Friday, June 17, 2011

Chay Ixcot, Guatemalan Immigrant, Waits 22 Years to Find Out Whether He'll Be Deported (Seattle Weekly)

Chay Ixcot, Guatemalan Immigrant, Waits 22 Years to Find Out Whether He'll Be Deported
By Keegan Hamilton Fri., Jun. 17 2011 at 8:30 AM

​The wheels of justice turn slowly. That maxim has never been truer than in the case of Chay Ixcot. A 44-year-old native of Guatamala, Ixcot was arrested on February 13, 1989 almost immediately after he crossed the border near Tijuana. He gave a false name, lied about his age, and told the authorities he came from El Salvador. A judge ordered Ixcot to be deported, but the ruling was appealed and Ixcot's legal status left in limbo for the next two decades--until last week, when the Ninth Circuit Court of Appeals finally ruled that he gets to stay in America.

Ixcot's situation was complicated because he requested political asylum, claiming that he'd be tortured or killed if forced to return to his homeland. Guatemala was ravaged by civil war in the 1980s, and Ixcot told the immigration officials that he had witnessed the deaths of his father and mother at the hands of guerrillas. An indigenous farmer, Ixcot said that the soldiers "threatened him with death" for refusing to join their cause.

But thousands of refugees seek asylum in the U.S. every year.

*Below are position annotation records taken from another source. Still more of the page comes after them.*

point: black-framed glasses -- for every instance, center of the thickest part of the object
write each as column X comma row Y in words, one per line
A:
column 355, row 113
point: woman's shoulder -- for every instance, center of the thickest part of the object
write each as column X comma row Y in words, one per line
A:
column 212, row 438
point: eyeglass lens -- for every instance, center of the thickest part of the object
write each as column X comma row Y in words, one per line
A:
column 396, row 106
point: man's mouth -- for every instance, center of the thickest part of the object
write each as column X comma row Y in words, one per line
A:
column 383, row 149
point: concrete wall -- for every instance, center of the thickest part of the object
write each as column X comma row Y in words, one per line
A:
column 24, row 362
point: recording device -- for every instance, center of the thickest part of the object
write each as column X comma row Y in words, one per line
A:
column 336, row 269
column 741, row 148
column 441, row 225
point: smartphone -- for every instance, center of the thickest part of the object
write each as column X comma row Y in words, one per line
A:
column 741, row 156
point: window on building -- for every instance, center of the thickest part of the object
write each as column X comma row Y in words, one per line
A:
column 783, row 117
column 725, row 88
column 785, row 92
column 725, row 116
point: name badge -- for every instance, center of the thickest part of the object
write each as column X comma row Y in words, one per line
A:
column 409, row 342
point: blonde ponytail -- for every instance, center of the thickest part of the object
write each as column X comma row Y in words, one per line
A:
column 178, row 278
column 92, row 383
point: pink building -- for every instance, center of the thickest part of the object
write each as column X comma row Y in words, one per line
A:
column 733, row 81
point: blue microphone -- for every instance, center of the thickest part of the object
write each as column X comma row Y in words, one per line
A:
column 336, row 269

That doesn't even come close to explaining why Ixcot's case took so long to work its way through the courts. The culprit, it seems, was a bureaucratic clustercuss of epic proportions.

Ixcot was released from detention five days after he filed his initial appeal in 1989. A year later, he failed to file the proper court documents, so his appeal was dismissed. By all accounts, Ixcot should have been deported then and there . . . yet nothing happened for the next three years.

He filed his application for asylum in 1993, then returned to Guatemala for three weeks to get married. Absolutely nothing happened with his asylum request for the next 12 years. Remarkably, Jorge Barón, the director of the Northwest Immigrant Rights Project, which represented Ixcot in the recent proceedings, says such inaction is not outside the norm.

"It's unusual but it's not all that uncommon," Barón says. "Generally what happens with these cases, they were filed by someone and they sat on some pile somewhere in some office and just never got processed. We do see these sorts of cases where things were filed and just got lost in the bureaucracy."

In 1996, there was an key change to U.S. Immigration law that permitted the government to "reinstate" an immigrant's deportation order if they re-enter the country after being deported, without giving them the opportunity to apply for citizenship or, like Ixcot, political asylum. Such is the situation now, and in 2005 when Immigration and Customs Enforcement (ICE) finally got around to reviewing Ixcot's application for asylum.

It took four years for ICE to interview Ixcot three times to determine his eligibility for asylum. At the last of his interviews in 2009, he was arrested by ICE, who wanted to reinstate his original deportation order. Ixcot resides in the Puget Sound area, so the Northwest Immigrant Rights Project offered to fight on his behalf.

After two years of legal wrangling, Ixcot's case was finally heard by the Ninth Circuit Court of Appeals. The judges ruled against ICE, pointing out that Ixcot filed his application well before the new rules took effect in 1996. (Click here for full text of their decision.)

Barón estimates that the ruling affects "hundreds" of immigrants, mostly from Central America, who are in currently the same situation as Ixcot, waiting for rulings on immigration applications that were filed in the early 90s.

Incredibly, after waiting 22 years to find out whether he'd be sent back to Guatemala, Barón says Ixcot might still be unaware of his legal triumph. "I'm not sure we've been able to establish contact with him in the last few days," Barón says. "We don't even know if he knows about the decision."

But hey, if he's waited this long to find out his fate, what's a few more days?